Dopiero z formalnie potwierdzoną nominacją demokratyczna para Kamala Harris – Timothy Walz stanie się równa stanem duetowi Donald Trump – James Vance, który analogiczną nominację otrzymał na konwencji republikańskiej 15-18 lipca. Oczywiście trzeba pamiętać, że poza kandydatami dwóch głównych partii wystartuje po prezydenturę jeszcze kilka duetów alternatywnych wobec duopolu potentatów. 5 listopada uzyskają oni w urnach poparcie śladowe i nie będą wynikowym języczkiem u wagi w żadnym stanie, nawet w tych, w których sondażowe szanse Kamali Harris i Donalda Trumpa oscylują wokół relacji 50:50.
Podobny wynik dałby pomiar entuzjazmu delegatów na obie partyjne konwencje. Zarówno aktyw republikański, zebrany miesiąc temu w Milwaukee (stan Wisconsin), jak też demokratyczny obecnie wiecujący w Chicago (stan Illinois) oczywiście są przekonane o zwycięstwie. Notabene obie metropolie położone są blisko siebie nad jeziorem Michigan. O ile stan Illinois z 20 głosami elektorskimi to silny i pewny bastion demokratyczny, o tyle sąsiadujący od północy Wisconsin z 10 elektorami to typowy wynikowy swingers – w 2020 r. minimalnie wygrał i przejął wspomnianą pulę Joseph Biden, natomiast w 2016 r. zwyciężył Donald Trump. Teraz były prezydent zamierza odbić wahliwe terytorium, stąd decyzja, aby konwencja odbyła się w takim właśnie stanie, a nie gdzieś dalej na dawnym Dzikim Zachodzie wśród tzw. czerwonych karków, gdzie zwycięstwo kandydata republikańskiego jest pewnikiem. Kamala Harris oczywiście ma plan odwrotny i zrobi wszystko, aby zdobyć pulę głosów elektorskich ze wszystkich stanów z regionu Wielkich Jezior.

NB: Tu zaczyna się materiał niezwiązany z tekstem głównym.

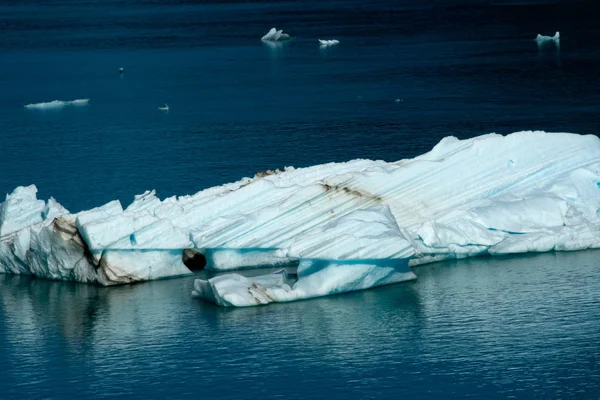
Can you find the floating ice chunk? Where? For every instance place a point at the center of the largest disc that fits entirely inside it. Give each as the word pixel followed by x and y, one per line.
pixel 315 278
pixel 328 42
pixel 275 35
pixel 58 104
pixel 20 210
pixel 349 225
pixel 543 40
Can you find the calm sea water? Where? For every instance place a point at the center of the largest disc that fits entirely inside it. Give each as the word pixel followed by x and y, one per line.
pixel 520 327
pixel 485 328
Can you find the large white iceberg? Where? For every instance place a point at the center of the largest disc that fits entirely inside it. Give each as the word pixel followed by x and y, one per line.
pixel 348 226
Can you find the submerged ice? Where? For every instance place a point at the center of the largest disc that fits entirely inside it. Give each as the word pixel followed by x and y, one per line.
pixel 348 226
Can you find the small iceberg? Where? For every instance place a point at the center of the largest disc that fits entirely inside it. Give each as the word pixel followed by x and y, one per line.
pixel 275 35
pixel 544 40
pixel 57 104
pixel 327 43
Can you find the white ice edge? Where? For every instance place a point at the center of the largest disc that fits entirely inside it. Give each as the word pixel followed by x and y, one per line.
pixel 350 226
pixel 58 104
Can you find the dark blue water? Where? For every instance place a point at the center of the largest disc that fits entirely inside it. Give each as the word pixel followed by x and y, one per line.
pixel 238 106
pixel 525 327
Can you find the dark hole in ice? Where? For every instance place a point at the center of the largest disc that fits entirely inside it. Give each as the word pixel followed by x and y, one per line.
pixel 194 260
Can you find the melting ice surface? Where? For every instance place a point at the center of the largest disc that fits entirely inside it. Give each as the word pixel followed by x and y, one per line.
pixel 58 104
pixel 348 226
pixel 275 35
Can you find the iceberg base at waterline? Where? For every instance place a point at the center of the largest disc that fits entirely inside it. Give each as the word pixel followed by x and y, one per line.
pixel 348 226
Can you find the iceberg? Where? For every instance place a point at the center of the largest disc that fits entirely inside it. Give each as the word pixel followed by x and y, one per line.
pixel 275 35
pixel 327 43
pixel 346 226
pixel 545 40
pixel 57 104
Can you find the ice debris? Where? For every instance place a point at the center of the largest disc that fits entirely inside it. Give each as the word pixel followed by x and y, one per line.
pixel 275 35
pixel 329 42
pixel 544 40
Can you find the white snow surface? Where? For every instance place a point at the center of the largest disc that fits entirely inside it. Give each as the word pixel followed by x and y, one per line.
pixel 350 226
pixel 58 104
pixel 275 35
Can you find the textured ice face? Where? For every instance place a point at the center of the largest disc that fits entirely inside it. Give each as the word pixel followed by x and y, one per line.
pixel 349 225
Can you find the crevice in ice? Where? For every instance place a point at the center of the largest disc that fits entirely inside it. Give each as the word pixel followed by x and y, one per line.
pixel 194 260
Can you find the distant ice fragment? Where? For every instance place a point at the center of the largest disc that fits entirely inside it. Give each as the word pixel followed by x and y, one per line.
pixel 545 40
pixel 58 104
pixel 347 226
pixel 275 35
pixel 328 42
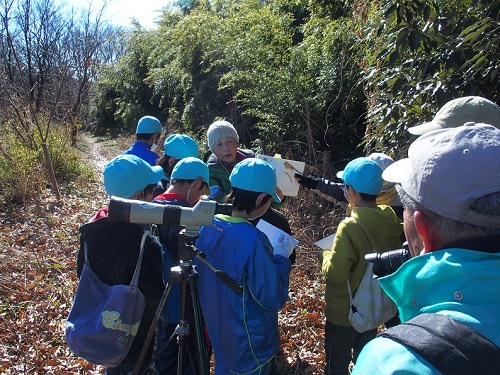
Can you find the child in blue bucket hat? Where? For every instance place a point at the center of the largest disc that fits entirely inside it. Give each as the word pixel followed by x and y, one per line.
pixel 188 182
pixel 175 148
pixel 147 134
pixel 113 247
pixel 369 228
pixel 243 328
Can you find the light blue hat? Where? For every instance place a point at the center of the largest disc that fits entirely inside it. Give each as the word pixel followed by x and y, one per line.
pixel 180 146
pixel 148 125
pixel 127 174
pixel 364 175
pixel 190 169
pixel 255 175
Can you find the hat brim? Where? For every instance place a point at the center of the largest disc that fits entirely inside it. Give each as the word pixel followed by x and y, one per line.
pixel 276 198
pixel 423 128
pixel 396 172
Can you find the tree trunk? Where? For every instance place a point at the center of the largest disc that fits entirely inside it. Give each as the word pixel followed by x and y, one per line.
pixel 50 170
pixel 327 171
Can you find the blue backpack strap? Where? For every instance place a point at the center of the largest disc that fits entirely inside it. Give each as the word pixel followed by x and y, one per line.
pixel 450 346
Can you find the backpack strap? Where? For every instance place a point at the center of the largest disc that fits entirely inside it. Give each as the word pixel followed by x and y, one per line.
pixel 450 346
pixel 137 272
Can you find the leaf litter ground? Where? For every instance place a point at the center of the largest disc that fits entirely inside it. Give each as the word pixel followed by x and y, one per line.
pixel 38 249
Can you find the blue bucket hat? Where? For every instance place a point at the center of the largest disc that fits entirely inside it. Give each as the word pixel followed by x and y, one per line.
pixel 127 174
pixel 255 175
pixel 190 169
pixel 364 175
pixel 148 125
pixel 180 146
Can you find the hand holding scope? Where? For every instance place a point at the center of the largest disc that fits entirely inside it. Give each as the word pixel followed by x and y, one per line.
pixel 140 212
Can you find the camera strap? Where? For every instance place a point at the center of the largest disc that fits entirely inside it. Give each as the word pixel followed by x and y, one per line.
pixel 450 346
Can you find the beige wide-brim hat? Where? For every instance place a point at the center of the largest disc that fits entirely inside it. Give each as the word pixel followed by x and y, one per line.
pixel 457 112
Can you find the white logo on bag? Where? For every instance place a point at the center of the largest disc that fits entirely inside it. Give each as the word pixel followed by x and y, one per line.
pixel 111 320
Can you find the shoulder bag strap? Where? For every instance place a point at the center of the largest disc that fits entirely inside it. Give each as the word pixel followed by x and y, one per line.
pixel 450 346
pixel 137 272
pixel 348 283
pixel 85 252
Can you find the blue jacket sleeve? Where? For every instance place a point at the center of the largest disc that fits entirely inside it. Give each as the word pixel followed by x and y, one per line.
pixel 268 276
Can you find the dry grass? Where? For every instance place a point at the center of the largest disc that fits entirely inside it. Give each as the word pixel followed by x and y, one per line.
pixel 38 247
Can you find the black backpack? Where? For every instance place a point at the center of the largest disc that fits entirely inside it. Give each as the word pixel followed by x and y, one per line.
pixel 450 346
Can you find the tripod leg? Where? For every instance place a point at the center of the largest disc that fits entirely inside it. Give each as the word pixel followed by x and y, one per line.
pixel 152 328
pixel 183 327
pixel 200 335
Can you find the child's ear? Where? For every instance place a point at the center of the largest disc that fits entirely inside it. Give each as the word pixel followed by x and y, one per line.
pixel 260 198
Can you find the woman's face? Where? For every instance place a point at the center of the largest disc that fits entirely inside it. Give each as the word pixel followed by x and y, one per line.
pixel 225 149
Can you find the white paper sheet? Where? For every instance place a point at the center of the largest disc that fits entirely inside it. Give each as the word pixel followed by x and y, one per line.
pixel 285 171
pixel 274 233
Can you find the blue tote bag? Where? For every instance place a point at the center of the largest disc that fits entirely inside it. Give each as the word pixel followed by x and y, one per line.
pixel 104 319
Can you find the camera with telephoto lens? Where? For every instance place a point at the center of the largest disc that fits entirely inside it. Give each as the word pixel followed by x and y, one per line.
pixel 389 261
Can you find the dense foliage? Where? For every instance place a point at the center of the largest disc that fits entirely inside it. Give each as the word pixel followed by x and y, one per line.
pixel 306 76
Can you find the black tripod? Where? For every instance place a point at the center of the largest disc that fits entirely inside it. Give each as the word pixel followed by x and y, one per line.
pixel 187 276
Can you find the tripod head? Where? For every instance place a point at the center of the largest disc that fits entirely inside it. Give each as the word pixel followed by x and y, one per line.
pixel 140 212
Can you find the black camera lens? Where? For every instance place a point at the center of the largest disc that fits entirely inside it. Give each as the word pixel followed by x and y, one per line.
pixel 389 261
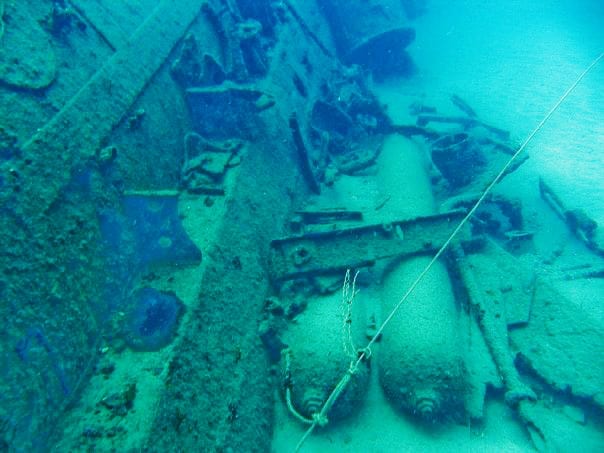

Demokratyczna konwencja jest dosyć specyficzna, albowiem jej uczestnikiem jest Joseph Biden. Do 20 stycznia 2025 r. pozostaje 46. prezydentem USA ze stuprocentową decyzyjnością, chociaż z drugiej strony coraz bardziej przechodzi na pozycję jedynie bieżącego administratora. Jego decyzja o niekandydowaniu w wieku 82 lat to drugi w dziejach Stanów Zjednoczonych Ameryki przypadek, gdy urzędujący prezydent dobrowolnie odpuszcza sobie możliwą drugą kadencję – w 1968 r. zrobił tak obciążony wojną wietnamską Lyndon Johnson, którego sondaże sięgały wtedy dna. Obecna sytuacja jest zupełnie inna, Partii Demokratycznej chodzi po prostu o jak najbardziej aksamitne przekazanie prezydenckiej pałeczki młodszemu pokoleniu, z utrzymaniem wszystkich priorytetów politycznych. Dlatego lejtmotywem programu i kampanii Kamali Harris oraz Timothy’ego Walza jest przesłanie pełne optymizmu dla USA, kontrastujące z republikańską rezerwą i powściągliwością, że najlepsze dni kraju już minęły – i dopiero ewentualnie wrócą pod światłym ponownym przewodem Donalda Trumpa.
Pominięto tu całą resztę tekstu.